Black Swan in the Server Room
Avoiding Disaster in Disaster Planning
Today’s enterprise depends on technology, including smoothly operating critical services like email and file servers. Although many firms take measures to protect critical systems, such measures are often costly, unreliable, and fail to provide the expected protection in the face of catastrophe.
System Logic LLC, an independent research and consulting firm focused on issues of risk and complexity, has developed several frameworks to implement robust platforms without investing massive resources. In this document, we identify the systemic components of robustness--tolerance, loose coupling, and redundancy--and use them to enumerate principles of robust platform design. We also describe the organizational fundamentals of communication and skepticism that lead to strategies for robust organizational design.

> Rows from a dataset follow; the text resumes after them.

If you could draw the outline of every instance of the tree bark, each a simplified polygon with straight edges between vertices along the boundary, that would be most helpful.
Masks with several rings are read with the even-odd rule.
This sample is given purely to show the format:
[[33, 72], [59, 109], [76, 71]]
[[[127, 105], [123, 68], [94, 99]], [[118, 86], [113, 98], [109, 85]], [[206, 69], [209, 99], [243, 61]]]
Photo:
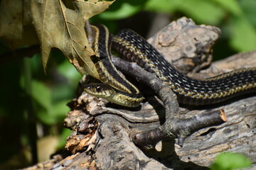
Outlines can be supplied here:
[[[212, 47], [220, 34], [217, 28], [196, 26], [182, 18], [149, 41], [181, 72], [197, 79], [256, 66], [256, 51], [210, 64]], [[255, 94], [211, 106], [180, 105], [180, 119], [224, 109], [228, 121], [193, 132], [182, 147], [177, 139], [164, 139], [147, 149], [135, 145], [132, 137], [165, 123], [166, 110], [156, 94], [140, 85], [145, 100], [141, 107], [127, 108], [82, 92], [85, 81], [84, 77], [65, 120], [65, 127], [73, 130], [65, 146], [69, 156], [55, 157], [47, 162], [48, 166], [41, 163], [27, 169], [208, 169], [223, 152], [245, 154], [253, 163], [250, 169], [255, 169]]]

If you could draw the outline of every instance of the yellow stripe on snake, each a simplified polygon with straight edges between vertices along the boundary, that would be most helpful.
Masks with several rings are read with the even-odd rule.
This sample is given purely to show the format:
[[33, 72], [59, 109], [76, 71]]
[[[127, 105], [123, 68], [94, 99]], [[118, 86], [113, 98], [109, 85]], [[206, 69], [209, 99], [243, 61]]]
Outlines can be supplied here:
[[[111, 62], [110, 45], [119, 56], [136, 62], [154, 74], [176, 94], [178, 102], [188, 105], [208, 105], [256, 91], [256, 68], [237, 69], [207, 79], [190, 78], [176, 69], [146, 40], [130, 30], [110, 36], [102, 25], [92, 26], [95, 33], [95, 64], [103, 84], [90, 84], [85, 91], [127, 107], [137, 107], [142, 101], [139, 90], [121, 74]], [[112, 40], [111, 40], [112, 39]]]

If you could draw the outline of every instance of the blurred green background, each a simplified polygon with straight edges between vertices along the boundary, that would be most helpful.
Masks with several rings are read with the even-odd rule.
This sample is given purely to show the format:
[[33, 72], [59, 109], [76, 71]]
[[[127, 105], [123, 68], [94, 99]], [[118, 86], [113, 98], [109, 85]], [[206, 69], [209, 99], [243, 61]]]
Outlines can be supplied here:
[[[214, 59], [219, 60], [256, 49], [255, 9], [255, 0], [117, 0], [90, 21], [105, 24], [112, 33], [127, 28], [148, 38], [186, 16], [196, 24], [221, 29], [214, 47]], [[0, 39], [0, 55], [10, 50]], [[58, 50], [51, 52], [46, 75], [40, 57], [35, 54], [1, 64], [0, 145], [5, 154], [0, 155], [0, 169], [28, 166], [36, 142], [39, 161], [47, 159], [63, 148], [70, 133], [63, 128], [66, 103], [74, 97], [81, 76]], [[36, 136], [28, 132], [33, 131]], [[46, 143], [51, 149], [46, 149]], [[42, 148], [52, 152], [39, 151]]]

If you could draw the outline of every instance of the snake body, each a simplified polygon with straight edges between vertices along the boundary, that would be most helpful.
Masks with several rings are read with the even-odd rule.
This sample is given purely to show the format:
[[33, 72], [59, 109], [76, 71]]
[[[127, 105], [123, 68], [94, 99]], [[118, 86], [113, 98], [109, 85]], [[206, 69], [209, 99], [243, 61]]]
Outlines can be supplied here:
[[[110, 36], [107, 35], [107, 34], [109, 34], [107, 29], [105, 27], [105, 28], [106, 28], [105, 33], [102, 33], [103, 31], [101, 31], [101, 30], [98, 32], [99, 35], [102, 34], [102, 35], [99, 36], [101, 36], [102, 40], [100, 40], [100, 38], [97, 38], [97, 40], [98, 40], [97, 42], [99, 44], [105, 43], [106, 45], [106, 38], [110, 41]], [[107, 56], [107, 60], [105, 61], [100, 60], [99, 62], [112, 63], [109, 51], [110, 42], [108, 42], [107, 48], [105, 45], [103, 45], [104, 47], [100, 47], [100, 45], [99, 48], [105, 49], [102, 50], [108, 51], [108, 53], [100, 52], [99, 56]], [[239, 95], [256, 91], [255, 67], [237, 69], [215, 77], [198, 80], [190, 78], [176, 69], [151, 45], [132, 30], [121, 30], [117, 35], [112, 37], [112, 48], [121, 57], [136, 62], [146, 71], [155, 74], [165, 84], [169, 85], [176, 94], [178, 101], [180, 103], [188, 105], [212, 104], [226, 101]], [[116, 70], [113, 64], [112, 64], [112, 67], [114, 68], [114, 70]], [[103, 66], [103, 69], [100, 69], [100, 72], [105, 72], [106, 71], [103, 69], [112, 69], [112, 67]], [[107, 98], [105, 97], [107, 94], [107, 96], [110, 96], [112, 93], [112, 94], [114, 94], [111, 96], [112, 99], [107, 99], [113, 103], [120, 104], [120, 100], [122, 100], [122, 101], [126, 100], [121, 105], [129, 107], [136, 107], [139, 105], [142, 96], [139, 91], [133, 85], [132, 86], [132, 84], [127, 81], [123, 76], [120, 76], [121, 78], [114, 77], [113, 72], [108, 71], [108, 74], [103, 74], [104, 76], [102, 76], [102, 79], [107, 79], [107, 81], [102, 81], [109, 84], [111, 87], [108, 89], [105, 86], [104, 90], [100, 91], [100, 95], [99, 95], [96, 89], [100, 87], [101, 85], [94, 85], [93, 88], [90, 88], [92, 91], [89, 91], [89, 93], [105, 98]], [[118, 72], [117, 70], [114, 72]], [[131, 86], [125, 86], [127, 88], [124, 89], [113, 85], [118, 83], [124, 84], [121, 81], [130, 84]], [[107, 81], [111, 81], [112, 83], [110, 84]], [[90, 87], [90, 86], [88, 85], [87, 89], [88, 89]], [[107, 93], [107, 91], [109, 91]], [[113, 98], [114, 96], [114, 98]], [[131, 101], [133, 101], [132, 104], [127, 104]]]

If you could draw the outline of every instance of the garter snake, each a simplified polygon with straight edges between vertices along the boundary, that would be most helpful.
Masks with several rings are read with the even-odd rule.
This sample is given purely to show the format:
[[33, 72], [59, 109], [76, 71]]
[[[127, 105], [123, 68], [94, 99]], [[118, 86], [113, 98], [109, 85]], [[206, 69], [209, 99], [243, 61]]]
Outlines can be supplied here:
[[126, 80], [112, 63], [111, 43], [121, 57], [136, 62], [169, 85], [180, 103], [212, 104], [256, 91], [256, 67], [237, 69], [206, 79], [195, 79], [176, 69], [151, 45], [134, 31], [122, 30], [110, 40], [105, 26], [97, 25], [92, 28], [95, 31], [94, 48], [98, 54], [95, 66], [100, 80], [105, 84], [88, 84], [85, 91], [92, 96], [128, 107], [136, 107], [142, 100], [138, 89]]

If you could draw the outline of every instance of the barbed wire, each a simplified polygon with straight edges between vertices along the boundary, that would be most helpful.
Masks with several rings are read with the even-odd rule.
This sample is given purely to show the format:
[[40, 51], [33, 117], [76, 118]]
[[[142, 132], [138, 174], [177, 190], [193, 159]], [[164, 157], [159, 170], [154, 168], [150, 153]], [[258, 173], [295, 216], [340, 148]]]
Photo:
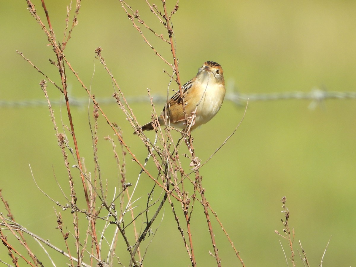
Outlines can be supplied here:
[[[155, 103], [165, 103], [167, 100], [166, 96], [159, 95], [152, 95]], [[266, 93], [263, 94], [242, 94], [237, 92], [228, 92], [225, 96], [225, 101], [231, 101], [235, 104], [244, 106], [247, 101], [266, 101], [271, 100], [285, 100], [288, 99], [310, 100], [312, 101], [313, 105], [317, 104], [328, 99], [348, 99], [356, 98], [356, 92], [328, 92], [318, 88], [314, 87], [310, 92], [282, 92]], [[130, 103], [150, 102], [150, 98], [147, 96], [136, 96], [127, 97], [127, 102]], [[96, 98], [98, 102], [101, 104], [115, 103], [115, 100], [111, 97]], [[87, 97], [70, 98], [71, 105], [78, 107], [85, 106], [88, 103]], [[51, 101], [52, 105], [58, 105], [64, 103], [64, 100], [53, 100]], [[34, 99], [32, 100], [9, 101], [0, 100], [0, 108], [21, 108], [47, 106], [48, 103], [46, 100]]]

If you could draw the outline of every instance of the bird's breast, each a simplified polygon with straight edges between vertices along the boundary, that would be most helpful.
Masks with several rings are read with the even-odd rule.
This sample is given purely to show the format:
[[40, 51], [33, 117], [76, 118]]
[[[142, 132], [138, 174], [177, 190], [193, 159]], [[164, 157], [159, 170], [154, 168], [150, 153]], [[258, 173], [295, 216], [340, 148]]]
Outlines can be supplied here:
[[[202, 86], [196, 102], [196, 127], [206, 123], [216, 114], [221, 107], [225, 96], [223, 84], [209, 83]], [[197, 106], [196, 105], [198, 105]]]

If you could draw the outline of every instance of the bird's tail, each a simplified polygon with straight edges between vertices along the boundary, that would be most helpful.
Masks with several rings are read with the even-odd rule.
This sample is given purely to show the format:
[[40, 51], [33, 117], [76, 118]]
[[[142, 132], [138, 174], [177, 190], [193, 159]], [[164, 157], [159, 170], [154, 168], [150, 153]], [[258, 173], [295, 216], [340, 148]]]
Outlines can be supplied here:
[[[153, 129], [153, 126], [152, 124], [152, 122], [149, 122], [148, 123], [146, 123], [145, 125], [141, 127], [141, 129], [142, 129], [142, 131], [150, 131], [152, 130]], [[136, 134], [137, 133], [136, 131], [134, 132], [134, 134]]]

Additionally included are two case studies. One describes a sophisticated financial trading firm’s efforts to provide redundancy. The other outlines the organizational basis for effective testing and describes Google’s sophisticated practices in this area.
The Importance of Resilience
The modern business enterprise depends on technology. Businesses rely on smoothly operating email, file servers, enterprise collaboration, and specialized software in order to function. As a result, firms take precautions to eliminate Information Technology (IT) continuity risks and service interruption. These precautions include the offsite backup of data, disaster recovery sites, and multiple network connections. However, a naive approach can often leave infrastructure in the “High-Cost, Low-Reliability” state (See Figure 1), where companies invest in solutions that appear to increase robustness, but in fact do not.
Unrobust platform design and continuity planning leave firms open to catastrophic risk. A disaster--natural or man made--could bring down a business for weeks or months. Bills and payroll needs continue even though insufficient access to applications, communication, and data can bring revenue-producing work to a halt.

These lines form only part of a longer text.